A movement that has shook the Government
The anti-water charges movement has clearly shaken the Fine Gael-Labour coalition government and the capitalist establishment generally. A series of mass national demonstrations have seen hundreds of thousands take to the streets and thousands of working class people have been activated in opposition to the charge and to the installation of water metres.
The number of local campaigns that have sprung up is illustrated by the fact that there are approximately 350 Facebook pages of different local campaigns across the country. The scale and size of the movement forced the Government before Xmas to make a number of concessions that included the water charges being introduced at a smaller flat rate charge until 2019 and also that the water pressure of non-payers could not be turned down.
Build mass non-payment and a new left
Just over half of those who were liable to do so registered with Irish water (the company set up to administer the water charge) by the time of the deadline of February 2nd. Polls have consistently shown that one-third of the population will not pay the water charge. In the coming months the AAA and the We Won’t Pay campaign along will be seeking to mass a campaign of mass non-payment to ensure a majority of householders don’t pay may the water charges bills arrive in April and May.

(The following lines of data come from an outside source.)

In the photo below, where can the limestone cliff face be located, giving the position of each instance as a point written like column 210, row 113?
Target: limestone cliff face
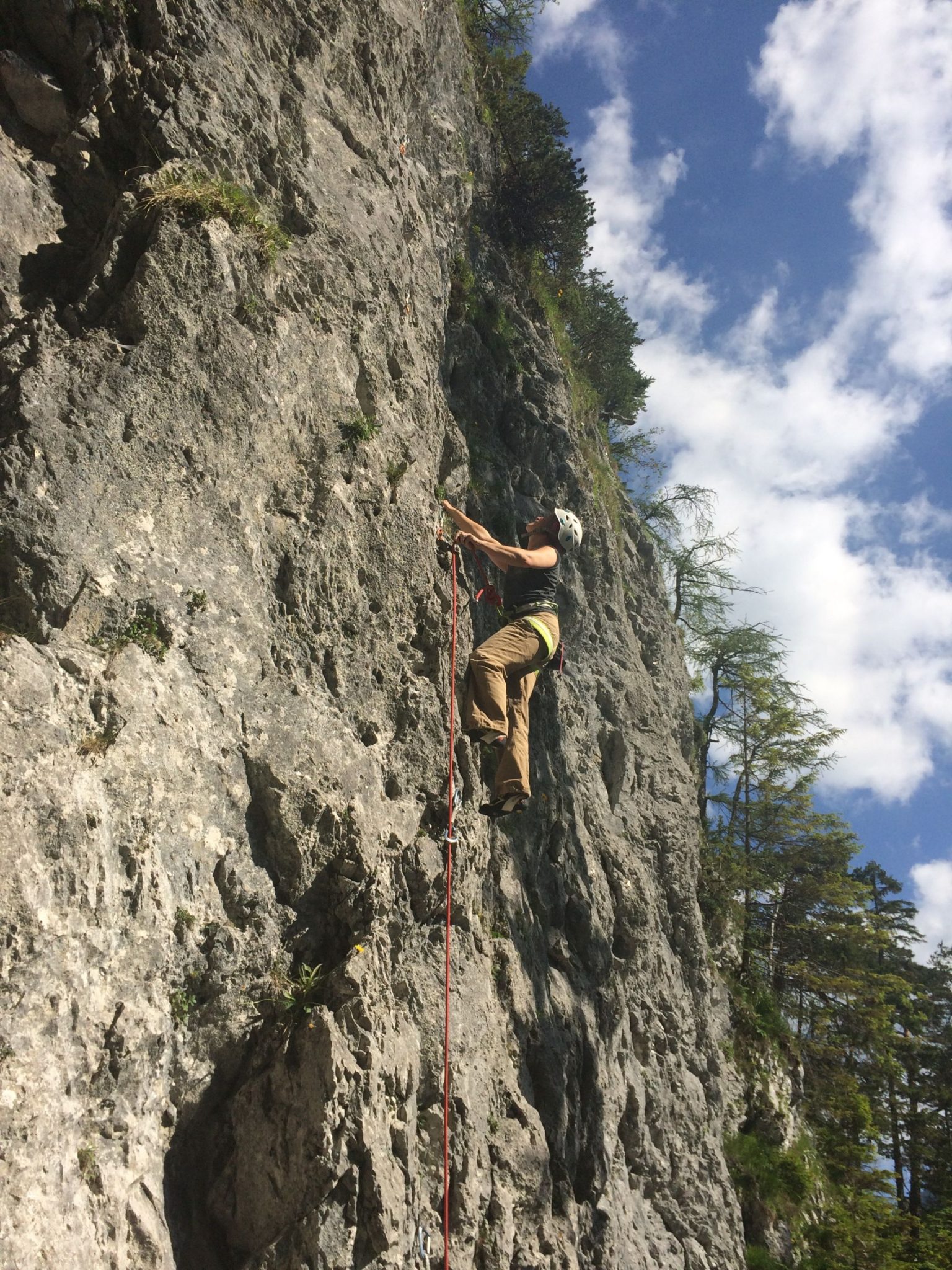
column 178, row 826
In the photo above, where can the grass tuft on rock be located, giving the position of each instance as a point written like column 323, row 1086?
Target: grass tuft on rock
column 192, row 191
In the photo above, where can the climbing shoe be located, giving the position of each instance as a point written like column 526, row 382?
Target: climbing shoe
column 493, row 739
column 505, row 806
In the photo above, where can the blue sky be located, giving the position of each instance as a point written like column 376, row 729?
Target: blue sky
column 774, row 192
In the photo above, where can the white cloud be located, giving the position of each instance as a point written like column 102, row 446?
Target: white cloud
column 578, row 25
column 785, row 440
column 558, row 24
column 933, row 898
column 870, row 79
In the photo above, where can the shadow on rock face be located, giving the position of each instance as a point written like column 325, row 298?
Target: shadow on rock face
column 266, row 1147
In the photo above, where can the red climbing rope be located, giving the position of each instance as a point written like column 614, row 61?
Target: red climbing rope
column 451, row 842
column 488, row 593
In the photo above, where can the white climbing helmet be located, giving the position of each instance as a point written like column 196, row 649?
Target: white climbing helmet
column 569, row 528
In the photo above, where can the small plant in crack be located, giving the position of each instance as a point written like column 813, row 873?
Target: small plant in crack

The anti-water charges movement needs to link the defensive battle against the arrests in Jobstown by the state with an offensive one that organises non-payment so that we can sink Irish water and in doing so bring down this austerity government.
The Socialist Party and AAA will be energetically building a campaign to defeat water charges in the coming weeks and months. We also want to build a mass party of the left that can be a real alternative to all the main parties of Ireland’s capitalist class. An active movement of working class people that is based on non-payment of the water charges can lay the real basis for the building of such a party.